It's recommended that you install ProtoRL to a virtual environment, due to the stringent nature of the dependencies.

python3.8 -m venv <your virtual env directory>
source <your virtual env directory>/bin/activate

git clone https://github.com/philtabor/protorl

pip install --upgrade pip

pip install -e .

python

import protorl as prl

If you don't receive any errors at this point, ProtoRL has installed correctly.

Quick Start

Next, you should check out the provided examples.

cd protorl/examples
mkdir models
python dqn.py

This will train a deep Q agent on the CartPole environment. If you want to try out other environments, please feel free to edit the dqn.py file.

How ProtoRL Works

Agents are comprised of a number of bolt-on modules that perform the basic functionality needed.
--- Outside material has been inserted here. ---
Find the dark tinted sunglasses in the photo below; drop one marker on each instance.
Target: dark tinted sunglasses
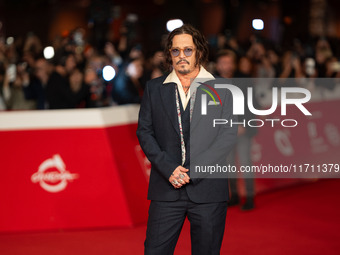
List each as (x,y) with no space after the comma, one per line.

There is the agent class, that encapsulates all the functionality we would associate with a deep reinforcement learning agent, network classes, memory classes, policy classes, episode loop classes, and wrapper classes for various environments.

Agent

The base agent class has functionality for choosing actions, updating target networks, interfacing with the memory, learning from its experience, and saving the models.

Algorithms, such as deep Q learning, deep deterministic policy gradients, etc. are implemented by deriving from this base agent class and implementing the update and choose_action functions.

Replay Memory

The replay buffer is designed to be as generic as possible. Some defaults are provided, however the end user has complete control over what types of data are stored, and as what data types. Support for prioritized replay is provided out of the box, as well as a number of sampling modes (sample all memories, batch sampling, uniform random sampling, prioritized sampling).

Networks

The neural networks are also meant to be used as lego pieces for rapid implementation. The networks are generally divided into a base and a head, which are combined with a PyTorch sequential. The base handles interfacing with the environment, while the head supplies output to the agent's policy for action selection. ProtoRL implements a broad variety of bases and heads, ranging from convolutional networks to process screen images, to beta distributions for action selection. All of the built-in agents have functions that combine the appropriate base and head for easy use.

Policies

Policies are treated as separate modules. Each takes output from a neural network, and performs the appropriate action selection for the task at hand. Policies supported out of the box include:

Episode Loops

The episode loop handles the interface between the agent and the environment. Included is a loop to handle single as well as multi-threaded agents, as well as to handle PPO. The inclusion of a PPO specific loop is due to the nature of data stored for replay in PPO.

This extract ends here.